YILMAZ EKİNCİ
 Şehrin Kapısında
 Darius’in konakladığı bu Daraheni höyüğünde
 Tam sekiz yıl, doksanaltı ay, ikibindokuzyüz gün bekledim
 Bekledim uzaklarda atlılar beni alıp götürsün diye
 Çığlığım kimseleri yardıma çağıracak kadar güçlü değildi
 Defineciler, müteahhitler ve devletlüler arasında
 Sesim tren rayları arasında kayboldu
 Çığlığımı duyan sağır bir kadındı zaman.
 Buğday tarlalarında seksek oynayarak geçti gençliğim
 Herkesten daha korkusuz ve arsız olarak adım geçti tarihe
 Suçu muğlak kalmış bir firari faildim dağlarda
 Göçmen kuşlar gibi sınırları aşarak gelirdim
 Hayatın yarım yaşandığı bu topraklarda
 Yüzüme vuran bir güneşti annem.
 Kaçtım kendimde
 Gittim iki suyun birleştiği yerde durdum
 Başımı kaldırdım zirvesine baktım kral kızın
 Sıvası düşmüş nakıştan ibaretti yüzü
 Gördüm kendimi eski bir yazıtta
 Beklesem içim yanar/ beklemesem hükümsüz kalırdım
 Gözlerimde hasreti tüten bir anıttı annem.
 Yaşadığım
 Kar ve tipi idi
 Gece uzardı
 Murat suyu buz tutardı
 Gece içime çöken yalnızlıktan ibaretti hayat
 Beni alıp uzak ufuklara götüren bir masaldı annem.
 Bu kadim şehirde
 Başımı okşa masallar anlat
 Herkesin koşuşturduğu bu yerde
 Sen dur ve sarıl bana.
 Sesim kısık, ayaklarım mecalsiz
 Ve yüreğim bir çağlayan gibi tekinsiz
 Ya gel beni al götür yalnızlığına
 Ya da hesapsız kitapsız masallar anlat büyüyen yalnızlığıma.

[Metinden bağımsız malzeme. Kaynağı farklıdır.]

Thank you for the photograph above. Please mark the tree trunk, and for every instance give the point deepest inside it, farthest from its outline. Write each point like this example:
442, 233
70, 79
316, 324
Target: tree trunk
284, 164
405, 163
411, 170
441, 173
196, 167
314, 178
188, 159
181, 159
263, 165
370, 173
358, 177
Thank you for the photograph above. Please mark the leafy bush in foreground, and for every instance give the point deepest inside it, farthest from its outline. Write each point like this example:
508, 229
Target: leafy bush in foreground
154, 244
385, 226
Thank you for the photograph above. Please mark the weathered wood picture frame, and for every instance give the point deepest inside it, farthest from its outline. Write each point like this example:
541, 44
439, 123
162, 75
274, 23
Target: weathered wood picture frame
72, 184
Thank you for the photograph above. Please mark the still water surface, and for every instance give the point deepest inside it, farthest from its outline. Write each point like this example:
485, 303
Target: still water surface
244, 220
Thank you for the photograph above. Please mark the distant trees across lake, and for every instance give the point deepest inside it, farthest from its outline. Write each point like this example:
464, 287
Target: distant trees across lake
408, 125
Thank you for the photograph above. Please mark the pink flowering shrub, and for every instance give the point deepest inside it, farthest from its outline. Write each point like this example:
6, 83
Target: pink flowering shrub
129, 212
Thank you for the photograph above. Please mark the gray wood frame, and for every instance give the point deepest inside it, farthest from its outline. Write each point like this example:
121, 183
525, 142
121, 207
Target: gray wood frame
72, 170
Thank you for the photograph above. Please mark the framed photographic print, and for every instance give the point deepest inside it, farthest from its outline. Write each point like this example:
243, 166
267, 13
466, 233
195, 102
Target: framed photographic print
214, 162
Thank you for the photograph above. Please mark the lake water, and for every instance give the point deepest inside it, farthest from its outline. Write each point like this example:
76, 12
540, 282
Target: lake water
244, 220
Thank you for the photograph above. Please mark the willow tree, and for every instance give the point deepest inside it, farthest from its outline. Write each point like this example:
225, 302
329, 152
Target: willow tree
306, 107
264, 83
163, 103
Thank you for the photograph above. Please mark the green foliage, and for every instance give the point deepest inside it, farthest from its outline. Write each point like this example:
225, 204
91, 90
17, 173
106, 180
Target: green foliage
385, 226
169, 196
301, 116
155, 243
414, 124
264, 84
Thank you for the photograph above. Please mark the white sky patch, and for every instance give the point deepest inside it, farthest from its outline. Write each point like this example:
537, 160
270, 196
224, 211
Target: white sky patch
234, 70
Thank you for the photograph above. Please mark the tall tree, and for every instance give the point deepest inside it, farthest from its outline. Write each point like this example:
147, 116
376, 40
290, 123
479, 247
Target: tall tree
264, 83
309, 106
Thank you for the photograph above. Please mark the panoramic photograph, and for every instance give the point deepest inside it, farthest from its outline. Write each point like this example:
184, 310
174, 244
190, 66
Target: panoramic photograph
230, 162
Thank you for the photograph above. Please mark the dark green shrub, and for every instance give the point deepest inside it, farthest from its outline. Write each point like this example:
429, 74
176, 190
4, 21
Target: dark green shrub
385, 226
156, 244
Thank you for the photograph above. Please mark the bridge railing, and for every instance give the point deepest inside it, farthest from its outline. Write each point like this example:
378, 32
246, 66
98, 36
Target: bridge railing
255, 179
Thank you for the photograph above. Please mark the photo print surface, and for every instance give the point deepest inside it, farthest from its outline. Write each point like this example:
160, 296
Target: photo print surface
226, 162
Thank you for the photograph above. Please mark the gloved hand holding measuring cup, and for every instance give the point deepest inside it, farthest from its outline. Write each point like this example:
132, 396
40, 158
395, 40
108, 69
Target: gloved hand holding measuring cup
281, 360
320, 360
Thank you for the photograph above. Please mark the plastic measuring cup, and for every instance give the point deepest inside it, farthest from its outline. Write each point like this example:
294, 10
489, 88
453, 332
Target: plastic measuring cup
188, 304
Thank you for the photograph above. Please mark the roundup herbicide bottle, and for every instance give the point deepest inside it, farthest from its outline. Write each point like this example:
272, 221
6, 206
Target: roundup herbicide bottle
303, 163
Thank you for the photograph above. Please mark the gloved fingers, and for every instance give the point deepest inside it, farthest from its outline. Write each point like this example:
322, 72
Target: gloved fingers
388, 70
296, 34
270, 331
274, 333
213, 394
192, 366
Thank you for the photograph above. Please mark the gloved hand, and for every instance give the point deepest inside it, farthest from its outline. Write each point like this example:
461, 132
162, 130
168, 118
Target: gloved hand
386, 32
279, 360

 Aşktan ve inançtan yana şiirler yazdım
 Sararan bir ömre
 Kimseler bilmedi
 Yüreğimde çağıldayan sesini
 Beyaz bir bulut gibi gelip geçerdin
 Nadasa bırakılmış tarlalarda bir berekettin
 Aşktan yana şiirler yazdım göveren bir ömre
 Ömür ki gelecekten ve geçmişten ari sevgilim
 Seni şimdiki zamana çağırıyorum
 Güneşin söndüğü/suyun soğuduğu bu vadide
 Biliyorum her insan biraz hüzündür bu mevsimde.
 Asanatlar "şiirden sinemaya"
Asanatlar "şiirden sinemaya"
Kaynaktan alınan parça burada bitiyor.